AI speeds effort to protect endangered elephants
By Melanie Lefkowitz
Cornell’s Elephant Listening Project tracks African forest elephants with acoustic sensors, but the forests are so remote and the sound files so huge it takes months to collect and analyze the data – too long to rescue the animals from poachers or other threats.
Now scientists can learn critical information about the elephants’ habits and patterns in a fifth of the time. A startup, Conservation Metrics, developed a tool that uses artificial intelligence to distinguish the low-frequency, long-duration elephant calls from other rainforest sounds.
The Elephant Listening Project’s 50 sensors, installed throughout a 580-square-mile area of Nouabalé-Ndoki National Park in the Republic of Congo, generate 7 terabytes of data every three months – the equivalent of 2 million iTunes songs. New developments in machine learning and deep neural networks make it possible to analyze these enormous files faster and with much higher accuracy, so scientists can alert park managers about red flags in time.
“A key thing this collaboration will do is speed things up, so we can show the people who manage the national park that we can provide information that will make a difference,” said Peter Wrege, director of the Elephant Listening Project (ELP), part of the Cornell Lab of Ornithology. “If it takes us a year to figure out what elephants are doing in the forest, it’s already too late.”
The number of forest elephants in central Africa has plummeted – from an estimated 100,000 in 2011 to fewer than 40,000 today. Their vast range and the thick rainforest canopy make them extremely difficult to track by land or air. (Forest elephants are a distinct species from the more populous, though also endangered, savanna elephants.)
In 2014, scientists learned 25,000 forest elephants had been slaughtered by ivory poachers in Gabon’s MinkébéNational Park, in between visits to the park to count them. Before anyone realized those elephants were in danger, they’d been wiped out.
That makes it imperative to develop a system to track elephants in as close to real time as possible. Using the data from acoustics, Wrege and his team can create maps showing the elephants’ habits. For example, a recent map revealed large numbers of elephants congregating in an area adjacent to a logging site and close to roads, making them highly vulnerable to poachers.

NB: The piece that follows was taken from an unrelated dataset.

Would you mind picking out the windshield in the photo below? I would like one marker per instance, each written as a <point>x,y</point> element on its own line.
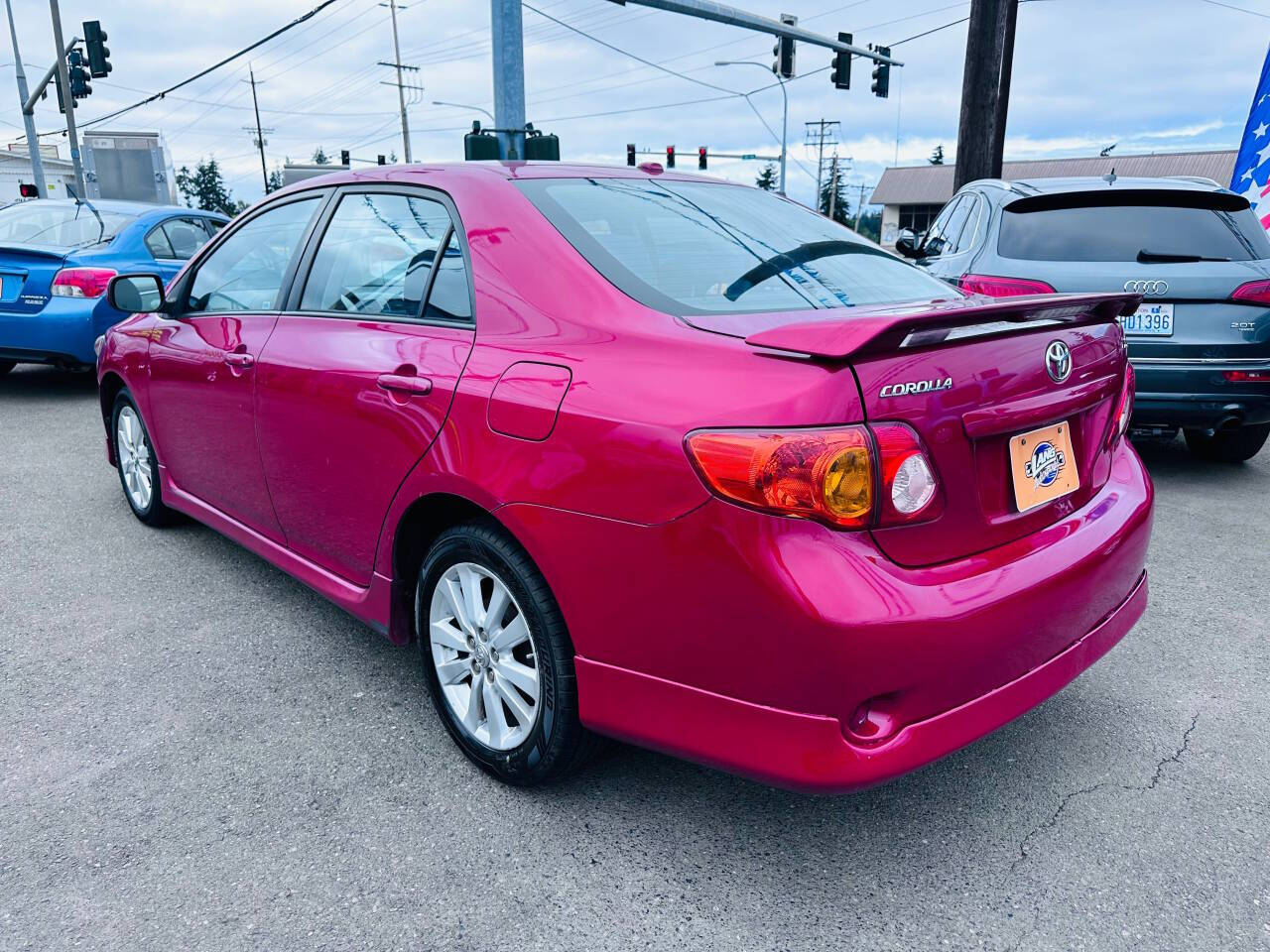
<point>698,246</point>
<point>59,225</point>
<point>1143,227</point>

“What the Elephant Listening Project is doing in terms of working with collaborators on these sites in Africa is really impressive, but the logistics are really hard,” said Matthew McKown, CEO of Conservation Metrics, which recently received a two-year Microsoft AI for Earth grant for this work. “It’s a truly ambitious project, and it’s the first time we’re actually realizing the potential of these automated monitoring approaches.”
Before using Conservation Metrics’ new tool, it took ELP six to eight weeks to run the sound data through its five computers. Samples of data then needed to be analyzed by hand to test the accuracy of the computer version; the entire process took around three months.
Conservation Metrics was able to analyze the data in 22 days, and McKown hopes it can soon be done far faster. Part of the grant from Microsoft includes access to Azure, its powerful cloud server; once his team develops compatible software, it could potentially complete the analysis using Azure in a single day.
The sensors’ sound files are currently stored on memory cards that need to be collected by workers in the park on foot, transported 500 miles to the city of Brazzaville and express mailed to Ithaca. Eventually, ELP and Conservation Metrics hope to create a way to run the artificial intelligence tools directly in the African forests; then the numbers of elephants in each area could simply be texted to the United States.
“It’s years away, but if you look at the technology that is being developed for commercial purposes, it seems feasible, whereas a few years ago we would have just said it was a dream,” McKown said.
Wrege said his hope is that acoustic monitoring can become fast and effective enough for park managers in Africa to appreciate its value.
“Acoustics isn’t going to stop the poaching, but I do think it offers maybe the only way we can get information regularly enough,” he said. “It’s daunting, but it’s worth it, and it can be done. We just have to keep at it.”